The Ocelot is a wild feline
The name "ocelot" comes from the Nahuatlword ōcēlōtl (pronounced [oːˈseːloːt͡ɬ]), which generally refers to the jaguar rather than the ocelot. Another possible origin for the name is the Latin ocellatus ("having little eyes" or "marked with eye-like spots"), in reference to the cat's spotted coat.
Other vernacular names for the ocelot include cunagaro (Venezuela), gato onza (Argentina), gato tigre (Panama), heitigrikati (Suriname), jaguatirica (Brazil), manigordo (Costa Rica, Panama and Venezuela), maracaja (Brazil), mathuntori, ocelote, onsa, pumillo, tiger cat(Belize), tigrecillo (Bolivia) and tigrillo(Colombia, Ecuador, Guatemala and Peru).
Like most animals in Minecraft, the term ‘Ocelot’ was taken from the original etymology and reciprocated in-game.

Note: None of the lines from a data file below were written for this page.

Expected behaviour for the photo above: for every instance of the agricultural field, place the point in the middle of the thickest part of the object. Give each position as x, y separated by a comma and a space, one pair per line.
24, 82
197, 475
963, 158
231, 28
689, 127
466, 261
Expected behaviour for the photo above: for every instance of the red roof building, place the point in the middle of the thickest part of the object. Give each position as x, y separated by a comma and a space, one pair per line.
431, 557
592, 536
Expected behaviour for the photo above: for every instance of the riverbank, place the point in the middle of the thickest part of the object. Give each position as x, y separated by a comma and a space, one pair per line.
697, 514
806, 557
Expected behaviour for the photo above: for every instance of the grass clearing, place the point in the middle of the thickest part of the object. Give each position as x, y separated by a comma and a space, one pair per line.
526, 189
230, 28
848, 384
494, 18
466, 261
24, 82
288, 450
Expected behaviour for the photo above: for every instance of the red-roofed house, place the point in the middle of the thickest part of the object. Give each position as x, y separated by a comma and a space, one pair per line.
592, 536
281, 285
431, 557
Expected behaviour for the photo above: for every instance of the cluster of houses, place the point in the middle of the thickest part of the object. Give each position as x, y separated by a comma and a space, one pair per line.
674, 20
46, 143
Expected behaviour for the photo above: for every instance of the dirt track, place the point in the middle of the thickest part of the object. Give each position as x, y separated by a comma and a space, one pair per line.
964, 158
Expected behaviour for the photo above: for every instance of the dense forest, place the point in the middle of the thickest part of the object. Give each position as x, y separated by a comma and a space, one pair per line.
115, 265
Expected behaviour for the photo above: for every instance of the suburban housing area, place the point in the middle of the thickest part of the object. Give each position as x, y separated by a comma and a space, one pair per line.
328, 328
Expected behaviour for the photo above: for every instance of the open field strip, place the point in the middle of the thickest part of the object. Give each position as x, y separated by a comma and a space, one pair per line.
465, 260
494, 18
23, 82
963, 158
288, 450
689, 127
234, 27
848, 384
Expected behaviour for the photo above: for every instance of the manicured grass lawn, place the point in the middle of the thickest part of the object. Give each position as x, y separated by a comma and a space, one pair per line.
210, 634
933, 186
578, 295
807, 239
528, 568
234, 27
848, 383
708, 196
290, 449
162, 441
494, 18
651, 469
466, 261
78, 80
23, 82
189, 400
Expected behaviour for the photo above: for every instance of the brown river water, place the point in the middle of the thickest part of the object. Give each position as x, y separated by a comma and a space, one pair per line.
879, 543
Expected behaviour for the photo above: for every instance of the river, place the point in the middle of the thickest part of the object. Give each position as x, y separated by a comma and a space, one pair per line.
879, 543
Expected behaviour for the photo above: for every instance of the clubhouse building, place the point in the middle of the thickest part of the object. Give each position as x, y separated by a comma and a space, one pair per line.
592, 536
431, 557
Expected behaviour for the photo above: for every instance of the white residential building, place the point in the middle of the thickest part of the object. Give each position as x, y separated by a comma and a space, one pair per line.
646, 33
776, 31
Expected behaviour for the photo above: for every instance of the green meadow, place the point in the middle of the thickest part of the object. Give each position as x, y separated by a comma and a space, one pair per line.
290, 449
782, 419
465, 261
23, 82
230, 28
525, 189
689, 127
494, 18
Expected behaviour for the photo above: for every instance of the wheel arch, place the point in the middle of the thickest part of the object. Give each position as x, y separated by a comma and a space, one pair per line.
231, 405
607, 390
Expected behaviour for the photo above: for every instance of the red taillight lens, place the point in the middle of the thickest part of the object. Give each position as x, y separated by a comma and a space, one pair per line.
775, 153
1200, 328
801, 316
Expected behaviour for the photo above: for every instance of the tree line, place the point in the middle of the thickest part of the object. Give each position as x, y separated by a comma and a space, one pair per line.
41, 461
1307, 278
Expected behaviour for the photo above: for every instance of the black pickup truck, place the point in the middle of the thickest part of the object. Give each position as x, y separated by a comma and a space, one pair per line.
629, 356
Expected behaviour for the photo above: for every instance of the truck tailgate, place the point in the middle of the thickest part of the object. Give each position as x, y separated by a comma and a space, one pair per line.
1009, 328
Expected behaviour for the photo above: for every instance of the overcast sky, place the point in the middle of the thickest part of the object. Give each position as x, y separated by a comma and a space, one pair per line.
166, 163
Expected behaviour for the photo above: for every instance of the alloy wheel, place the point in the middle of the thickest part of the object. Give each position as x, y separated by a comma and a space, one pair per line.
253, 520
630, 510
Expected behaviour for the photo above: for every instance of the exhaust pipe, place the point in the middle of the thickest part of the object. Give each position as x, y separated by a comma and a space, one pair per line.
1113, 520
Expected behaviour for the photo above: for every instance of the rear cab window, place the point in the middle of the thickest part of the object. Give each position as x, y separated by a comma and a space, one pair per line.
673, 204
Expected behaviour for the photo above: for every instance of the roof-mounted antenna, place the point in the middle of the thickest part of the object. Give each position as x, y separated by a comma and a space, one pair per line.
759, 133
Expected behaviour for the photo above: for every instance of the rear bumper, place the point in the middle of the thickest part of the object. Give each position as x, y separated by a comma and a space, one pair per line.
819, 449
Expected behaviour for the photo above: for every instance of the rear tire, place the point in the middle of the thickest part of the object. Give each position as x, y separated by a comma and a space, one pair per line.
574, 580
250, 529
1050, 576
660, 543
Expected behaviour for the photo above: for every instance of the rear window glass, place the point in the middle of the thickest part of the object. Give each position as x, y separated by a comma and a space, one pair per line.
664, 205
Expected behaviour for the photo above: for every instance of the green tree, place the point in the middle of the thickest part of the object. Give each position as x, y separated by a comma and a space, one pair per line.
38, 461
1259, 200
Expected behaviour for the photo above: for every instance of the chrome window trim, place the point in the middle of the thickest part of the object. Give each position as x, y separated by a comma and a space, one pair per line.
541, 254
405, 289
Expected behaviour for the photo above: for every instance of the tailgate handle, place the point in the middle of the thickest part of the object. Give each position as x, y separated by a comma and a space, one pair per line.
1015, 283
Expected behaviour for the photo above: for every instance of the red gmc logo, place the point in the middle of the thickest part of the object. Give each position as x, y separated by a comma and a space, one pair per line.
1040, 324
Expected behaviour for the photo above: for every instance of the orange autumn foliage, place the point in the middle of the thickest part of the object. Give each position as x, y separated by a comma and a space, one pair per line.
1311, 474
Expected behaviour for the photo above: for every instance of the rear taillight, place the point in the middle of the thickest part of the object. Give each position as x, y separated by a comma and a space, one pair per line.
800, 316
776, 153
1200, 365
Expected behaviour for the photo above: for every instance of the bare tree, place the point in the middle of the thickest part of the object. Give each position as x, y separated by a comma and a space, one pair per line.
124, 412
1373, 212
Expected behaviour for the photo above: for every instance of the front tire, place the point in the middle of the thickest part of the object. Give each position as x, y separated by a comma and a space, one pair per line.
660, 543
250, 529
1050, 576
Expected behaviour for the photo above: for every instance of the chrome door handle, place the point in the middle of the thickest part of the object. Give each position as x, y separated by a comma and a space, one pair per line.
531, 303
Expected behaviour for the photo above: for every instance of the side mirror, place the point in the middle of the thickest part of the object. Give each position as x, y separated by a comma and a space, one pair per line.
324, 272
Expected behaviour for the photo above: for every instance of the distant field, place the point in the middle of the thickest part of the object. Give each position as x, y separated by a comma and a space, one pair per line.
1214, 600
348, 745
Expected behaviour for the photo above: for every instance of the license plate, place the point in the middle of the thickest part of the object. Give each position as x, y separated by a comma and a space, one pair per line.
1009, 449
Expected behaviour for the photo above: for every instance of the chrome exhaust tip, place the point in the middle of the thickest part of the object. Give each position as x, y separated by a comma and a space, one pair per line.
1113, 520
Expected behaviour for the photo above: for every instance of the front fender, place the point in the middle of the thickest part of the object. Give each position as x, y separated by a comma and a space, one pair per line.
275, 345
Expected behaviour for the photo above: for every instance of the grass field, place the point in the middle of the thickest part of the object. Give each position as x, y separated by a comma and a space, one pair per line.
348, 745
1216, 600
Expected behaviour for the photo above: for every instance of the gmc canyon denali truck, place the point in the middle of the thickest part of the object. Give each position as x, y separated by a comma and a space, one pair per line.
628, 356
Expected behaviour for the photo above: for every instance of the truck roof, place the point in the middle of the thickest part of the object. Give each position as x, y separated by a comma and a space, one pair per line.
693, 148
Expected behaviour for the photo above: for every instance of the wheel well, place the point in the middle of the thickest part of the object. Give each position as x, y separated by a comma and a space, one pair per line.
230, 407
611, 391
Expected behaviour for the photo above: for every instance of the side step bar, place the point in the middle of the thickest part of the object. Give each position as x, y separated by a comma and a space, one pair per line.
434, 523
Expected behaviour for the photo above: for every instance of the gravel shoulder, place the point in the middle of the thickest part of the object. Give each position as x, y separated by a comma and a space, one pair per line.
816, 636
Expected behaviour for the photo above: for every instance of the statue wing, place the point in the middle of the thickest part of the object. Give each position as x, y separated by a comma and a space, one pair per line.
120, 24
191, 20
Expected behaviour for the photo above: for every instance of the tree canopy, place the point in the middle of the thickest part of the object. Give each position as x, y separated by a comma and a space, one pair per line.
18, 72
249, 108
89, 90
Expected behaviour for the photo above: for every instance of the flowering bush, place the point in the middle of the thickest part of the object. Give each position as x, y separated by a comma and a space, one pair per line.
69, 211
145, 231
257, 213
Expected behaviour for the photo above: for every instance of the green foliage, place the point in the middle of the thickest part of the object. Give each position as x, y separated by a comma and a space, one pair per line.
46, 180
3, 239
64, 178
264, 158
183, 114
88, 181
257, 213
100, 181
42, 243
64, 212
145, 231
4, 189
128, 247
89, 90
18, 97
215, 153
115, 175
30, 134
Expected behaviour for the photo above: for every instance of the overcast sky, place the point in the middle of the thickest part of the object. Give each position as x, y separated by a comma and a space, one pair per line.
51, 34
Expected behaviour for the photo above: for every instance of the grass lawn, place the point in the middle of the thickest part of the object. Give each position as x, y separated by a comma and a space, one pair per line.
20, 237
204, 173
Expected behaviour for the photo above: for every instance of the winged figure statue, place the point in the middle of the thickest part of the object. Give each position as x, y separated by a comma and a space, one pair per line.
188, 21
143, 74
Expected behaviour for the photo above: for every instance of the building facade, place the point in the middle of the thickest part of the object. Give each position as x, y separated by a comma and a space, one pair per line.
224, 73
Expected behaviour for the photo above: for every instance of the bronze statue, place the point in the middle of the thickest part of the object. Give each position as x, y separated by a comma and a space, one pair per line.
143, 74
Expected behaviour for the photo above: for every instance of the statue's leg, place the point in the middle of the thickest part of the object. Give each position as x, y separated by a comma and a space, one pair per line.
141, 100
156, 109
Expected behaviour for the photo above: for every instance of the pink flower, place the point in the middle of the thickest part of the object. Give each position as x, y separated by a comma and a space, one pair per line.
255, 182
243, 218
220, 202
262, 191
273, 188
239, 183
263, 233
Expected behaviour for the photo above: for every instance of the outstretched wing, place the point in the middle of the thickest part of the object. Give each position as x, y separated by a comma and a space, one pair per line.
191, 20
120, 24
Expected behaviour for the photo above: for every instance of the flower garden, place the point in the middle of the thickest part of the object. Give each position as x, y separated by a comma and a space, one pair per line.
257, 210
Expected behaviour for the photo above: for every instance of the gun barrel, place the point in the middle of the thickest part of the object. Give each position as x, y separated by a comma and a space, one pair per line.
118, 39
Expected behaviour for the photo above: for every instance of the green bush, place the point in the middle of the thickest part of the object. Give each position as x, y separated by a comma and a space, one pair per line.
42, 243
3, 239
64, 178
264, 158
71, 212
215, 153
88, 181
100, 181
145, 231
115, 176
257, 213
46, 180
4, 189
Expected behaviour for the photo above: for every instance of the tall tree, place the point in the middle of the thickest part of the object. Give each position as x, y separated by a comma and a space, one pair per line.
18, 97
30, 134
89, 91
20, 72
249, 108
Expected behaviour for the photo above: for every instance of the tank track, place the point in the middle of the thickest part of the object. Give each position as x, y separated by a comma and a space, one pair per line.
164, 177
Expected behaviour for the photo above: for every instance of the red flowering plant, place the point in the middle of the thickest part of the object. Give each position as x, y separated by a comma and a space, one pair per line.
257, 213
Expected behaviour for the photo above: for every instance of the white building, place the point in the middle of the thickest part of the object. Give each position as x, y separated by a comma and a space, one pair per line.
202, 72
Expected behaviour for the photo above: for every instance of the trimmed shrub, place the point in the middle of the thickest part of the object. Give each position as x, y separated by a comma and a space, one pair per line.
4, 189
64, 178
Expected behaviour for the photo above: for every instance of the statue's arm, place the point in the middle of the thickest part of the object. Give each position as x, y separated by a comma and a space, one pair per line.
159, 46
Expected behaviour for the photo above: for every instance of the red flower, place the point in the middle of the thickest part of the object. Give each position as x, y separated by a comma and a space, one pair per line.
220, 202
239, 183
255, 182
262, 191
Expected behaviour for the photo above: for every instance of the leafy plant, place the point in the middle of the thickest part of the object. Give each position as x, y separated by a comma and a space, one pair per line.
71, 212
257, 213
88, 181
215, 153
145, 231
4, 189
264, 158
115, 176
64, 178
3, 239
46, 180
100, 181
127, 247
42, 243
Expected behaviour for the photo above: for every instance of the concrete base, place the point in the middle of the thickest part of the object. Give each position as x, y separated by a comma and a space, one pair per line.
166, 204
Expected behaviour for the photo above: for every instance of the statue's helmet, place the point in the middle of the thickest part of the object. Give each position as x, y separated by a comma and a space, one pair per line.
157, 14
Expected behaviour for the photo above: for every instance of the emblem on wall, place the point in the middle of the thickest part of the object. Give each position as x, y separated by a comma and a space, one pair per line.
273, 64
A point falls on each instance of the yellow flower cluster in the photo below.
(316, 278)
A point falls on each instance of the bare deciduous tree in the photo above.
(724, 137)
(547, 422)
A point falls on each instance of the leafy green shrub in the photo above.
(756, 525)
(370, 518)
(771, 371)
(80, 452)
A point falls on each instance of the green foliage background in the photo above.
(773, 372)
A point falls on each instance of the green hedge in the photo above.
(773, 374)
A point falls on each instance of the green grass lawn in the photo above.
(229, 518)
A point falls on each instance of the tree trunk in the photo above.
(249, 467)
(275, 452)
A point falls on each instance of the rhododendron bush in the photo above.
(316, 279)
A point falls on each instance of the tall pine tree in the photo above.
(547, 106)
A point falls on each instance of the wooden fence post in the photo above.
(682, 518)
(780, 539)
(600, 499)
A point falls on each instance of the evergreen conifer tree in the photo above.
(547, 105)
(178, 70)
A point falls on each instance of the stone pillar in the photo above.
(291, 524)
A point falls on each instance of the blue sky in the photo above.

The ocelot's fur is extensively marked with solid black markings on a creamy, tawny, yellowish, reddish gray or gray background color. The spots on the head and limbs are small, but markings on the back, cheeks and flanks are open or closed bands and stripes. A few dark stripes run straight from the back of the neck up to the tip of the tail. Its neck and undersides are white, the insides of the legs are marked with a few horizontal streaks. Its round ears are marked with a bright white spot. Adult, sexually mature Ocelots are 60 by 70 cm, making them average sized, thin and quick animals. Baby Ocelots tend to be 0.35 by 0.3 cm, making them around half the size of their adult counterparts.
Ocelots have 28 to 30 teeth, with the dental formula 3.1.2–3.13.1.
Distribution and Habitat
Ocelots are only found in jungles, up to an elevation of around 10 metres due to their habit of climbing trees. A late 2019 study in the Southern Jungle Biome showed that it prefers habitats with good availability of prey and water, and tends to avoid other predators. It favors areas with dense forest cover and water sources, far from roads and human settlement, avoiding steep slopes and highly elevated areas due to lack of prey. Ocelots will also occasionally enter villages, due to a fair amount of chickens and prey there, but will shy away from villagers. Ocelots co-exist with Pandas, Parrots and Chickens, the latter of whom are their primary target for prey, and will tend to avoid any other mob, sometimes this range will include other Ocelots themselves.
Usually, Ocelots will be seen prowling around the jungle, in search of either chickens or baby turtles to feed on. Ocelots don’t appear to be efficient climbers or swimmers, and prefer to stay within bushes or in open grass. In times of heat, Ocelots tend to find the cool areas within the more particularly bushy ones. Ocelots will shy away from human beings once approached, unless the human uses a sneak effect and approaches the Ocelot slowly, showing the Ocelot it’s submission.
Ocelots two main sources of food are Baby Turtles and Chickens. Ocelots have been observed to follow scent trails to acquire prey. They walk slowly at a speed of about 0.3 km/h (0.2 mph) searching for prey. Alternatively, an ocelot may wait for prey for 30 to 60 minutes at a certain site, and move to another walking at 0.8–1.4 km/h (0.5–0.9 mph) if unsuccessful. An ocelot typically prefers hunting in areas with vegetation cover, avoiding open areas, especially on moonlit nights, so as not to be seen by the prey. Ocelots will generally use their paws to either strangle, break or bleed out a victim, tending to kill it first before consumption.
Both male and female ocelots produce a long-range "yowl" in the mating season as well as a short-range "meow". Ocelots can mate any time during the year. A study in southern towns showed that sperm production in ocelots peaks in summer. Captive ocelots spend more time together when mating; both scent-mark extensively and eat less during this time. Breeding ocelots in captivity is often difficult.
Ocelots will live with the parent Ocelot, the one that gave birth, for the first few years of it’s life. Usually, Ocelot’s have two or more cubs. After an Ocelot is sexually mature, the parent will leave the Ocelot. Ocelot’s tend to either depart with their siblings, but some stick together and perform acts of incest, which is largely considered a survival trait they are forced to possess due to their ever-decreasing population. The next period after infancy in an Ocelot’s lifespan will involve a sexual-pubic period, in which they tend to mate with as many Ocelot’s as they can - up to 4 or 5 times before they meet sexual satisfaction. Under likely consequences, Ocelot’s will take care of 3 or more sired Ocelot cubs, and will enter a period of parenthood where the Ocelot will typically adapt to new hit wing techniques for survival. Post-parenthood, Ocelots spend the last few years of their lives continuing to hunt, drink or fulfill any previously dissatisfied sexual appetites.